Recently we ran a two day perfectionism training session for staff at a hospice in Essex. The session was an opportunity for attendees to explore where perfectionism shows up for them either within the work place or at home. The sessions were great, with attendees exploring ideas and angles on perfectionism they hadn’t ever thought about before.
So what is perfectionism all about?
You would be forgiven for thinking perfectionism is only relevant to people who can’t let go at the end of the working day, or who get up and clean the house in the middle of the night or else they can’t sleep. Of course, perfectionism is very much the driver in such situations, but it’s also a subtle creature too. It’s a subtle creature I believe lurks somewhere in all of us.
For some it’s about creating the perfect career, for others it’s about being the perfect parent, other people want the perfect bank balance, and others want the perfect running time… Sometimes we confuse perfectionism with trying to be the best we can be, but as Brené Brown expertly articulates:
‘Perfectionism is not the same thing as striving to be your best. Perfectionism is not about healthy achievement and growth. Perfectionism is the belief that if we live perfect, look perfect, and act perfect, we can minimise or avoid the pain of blame, judgement, and shame. It’s a shield. Perfectionism is a twenty-ton shield that we lug around thinking it will protect us when, in fact, it’s the thing that’s really preventing us from taking flight.’
For me perfectionism shows up physically. Even though I don’t believe I’ve ever had a ‘perfect’ physical body, I sit with the idea every day that I should be striving towards toning, shaping, changing my body in some way. Perfectionism is the ongoing internal conversations I have about what’s perfect and where I am in terms of achieving that.
And it takes up a lot of my time, in fact I believe it takes up a lot of our collective time. As a society, as a species, we spend a lot of time thinking about where we are lacking and what we can perfect about ourselves. We are engaging in a constant struggle towards an often unattainable goal. And what’s more the goal posts always change. When we finally meet the ‘perfect’ body weight, or the ‘perfect’ point in our career, something shifts, and we’re back in the struggle again.

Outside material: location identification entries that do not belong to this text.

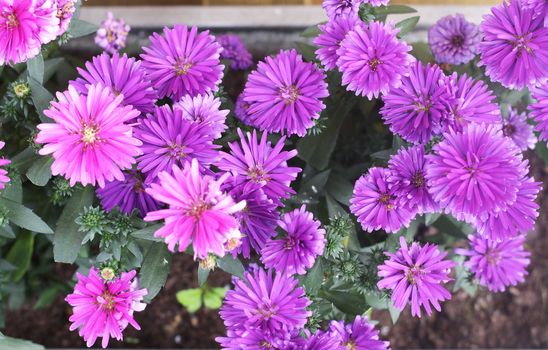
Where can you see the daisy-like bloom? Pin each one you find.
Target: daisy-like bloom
(497, 265)
(474, 172)
(332, 34)
(112, 34)
(122, 76)
(253, 161)
(198, 210)
(408, 179)
(417, 109)
(285, 94)
(454, 40)
(375, 204)
(204, 110)
(515, 126)
(415, 275)
(234, 49)
(127, 195)
(372, 60)
(25, 25)
(183, 61)
(471, 102)
(265, 301)
(514, 49)
(103, 305)
(297, 251)
(360, 334)
(89, 139)
(170, 139)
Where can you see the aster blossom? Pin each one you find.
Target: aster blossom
(285, 94)
(183, 61)
(375, 204)
(89, 139)
(104, 308)
(372, 60)
(198, 211)
(297, 251)
(514, 49)
(415, 275)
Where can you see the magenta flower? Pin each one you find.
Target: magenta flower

I think we need to think differently about this perfectionism monster.
The conclusion of our work last week was that the only answer to perfectionism is to let it go. In her book, The Gifts of Imperfection, Brené Brown talks about a number of guideposts that can be implemented to move us away from perfectionism.
Last week we discussed these:
- Getting familiar with failure.
- Developing a supportive network who love you no matter whether you’re ‘perfect’ or not.
- Thinking about your values and who you truly are rather than what who you’re expected to be.
- Identifying those who are critics and implementing boundaries to protect yourself from them.
- Letting go of anxiety and changing the story you have about yourself to something more empowering.
What would the world be like if we all shifted in this way? What could we collectively create, what could we heal in the world?
Working on perfectionism is deep, it’s often hard, but we need it.